Manage data sources

Go to Data > Data sources to view the name of each ingested data source, its status, and the last time the data was refreshed for that source. You can sort the list of data sources by any column or use the search box to find the data source you want to manage.

Select a data source to view available actions.

Data source added.

  • Edit the data source to change its properties. You can't edit a single CSV data source that was used to automatically generate insights.
  • Refresh the data source to include the latest data.
  • Enrich the data source before unification to improve the quality and completeness for better results.
  • Delete the data source. A data source can be deleted only if the data isn't used in any processing such as unification, insights, activations, or exports.

If you have an Azure Data Lake data source with Common Data Model tables, you can update it to use Delta tables.

Refresh data sources

Data sources can be refreshed on an automatic schedule or refreshed manually on demand. Only the owner can manually refresh an on-premises data source.

For attached data sources, data ingestion consumes the latest data available from that data source.

Go to Settings > System > Schedule to configure system-scheduled refreshes of your ingested data sources.

To refresh a data source on demand:

  1. Go to Data > Data sources.

  2. Select the data source you want to refresh and select Refresh. The data source is now triggered for a manual refresh. Refreshing a data source updates both the table schema and data for all the tables specified in the data source.

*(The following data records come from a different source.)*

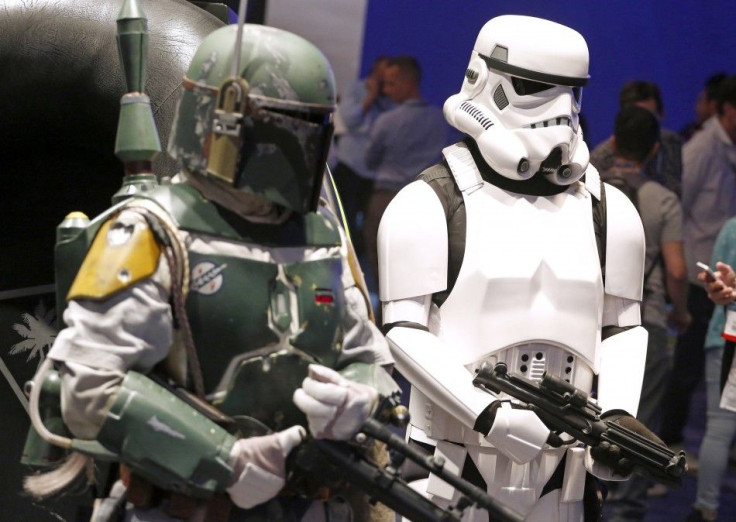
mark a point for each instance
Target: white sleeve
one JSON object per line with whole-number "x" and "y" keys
{"x": 103, "y": 340}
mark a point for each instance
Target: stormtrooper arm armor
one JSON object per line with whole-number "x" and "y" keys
{"x": 412, "y": 257}
{"x": 413, "y": 250}
{"x": 622, "y": 354}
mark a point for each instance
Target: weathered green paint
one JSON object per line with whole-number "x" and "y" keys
{"x": 165, "y": 440}
{"x": 137, "y": 136}
{"x": 132, "y": 38}
{"x": 280, "y": 151}
{"x": 37, "y": 452}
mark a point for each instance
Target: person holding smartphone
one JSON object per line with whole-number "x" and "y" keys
{"x": 720, "y": 376}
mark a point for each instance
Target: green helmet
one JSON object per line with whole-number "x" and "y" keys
{"x": 265, "y": 132}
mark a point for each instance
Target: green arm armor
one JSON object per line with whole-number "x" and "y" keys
{"x": 164, "y": 440}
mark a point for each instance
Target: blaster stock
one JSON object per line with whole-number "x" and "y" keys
{"x": 384, "y": 484}
{"x": 564, "y": 408}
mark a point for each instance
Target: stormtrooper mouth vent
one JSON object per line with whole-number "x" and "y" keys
{"x": 552, "y": 122}
{"x": 477, "y": 114}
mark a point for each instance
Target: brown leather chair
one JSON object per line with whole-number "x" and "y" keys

  3. Select the status to open the Progress details pane and view the progress. To cancel the job, select Cancel job at the bottom of the pane.

Corrupt data sources

Data being ingested may have corrupt records that can cause the data ingestion process to complete with errors or warnings.

Note

If data ingestion completes with errors, subsequent processing (such as unification or activity creation) that leverages this data source will be skipped. If ingestion completed with warnings, subsequent processing continues but some of the records may not be included.

These errors can be seen in the task details.

Task detail showing corrupt data error.

Corrupt records are shown in system-created tables.

Fix corrupt data

  1. To view the corrupt data, go to Data > Tables and look for the corrupted tables in the System section. The naming schema of corrupted tables: 'DataSourceName_tableName_corrupt'.

  2. Select a corrupt table and then the Data tab.

  3. Identify the corrupt fields in a record and the reason.

    Corruption reason.

    Note

    Data > Tables only show a portion of the corrupt records. To view all the corrupt records, export the files to a container in the storage account using the export process. If you used your own storage account, you can also look at the Customer Insights folder in your storage account.

  4. Fix the corrupted data. For example, for Azure Data Lake data sources, fix the data in the Data Lake Storage or update the data types in the manifest/model.json file. For Power Query data sources, fix the data in the source file and correct the data type in the transformation step on the Power Query - Edit queries page.

After the next refresh of the data source, the corrected records are ingested to Customer Insights - Data and passed on to downstream processes.

For example, a 'birthday' column has the datatype set as 'date'. A customer record has their birthday entered as '01/01/19777'. The system flags this record as corrupt. Change the birthday in the source system to '1977'. After an automated refresh of data sources, the field now has a valid format and the record is removed from the corrupted table.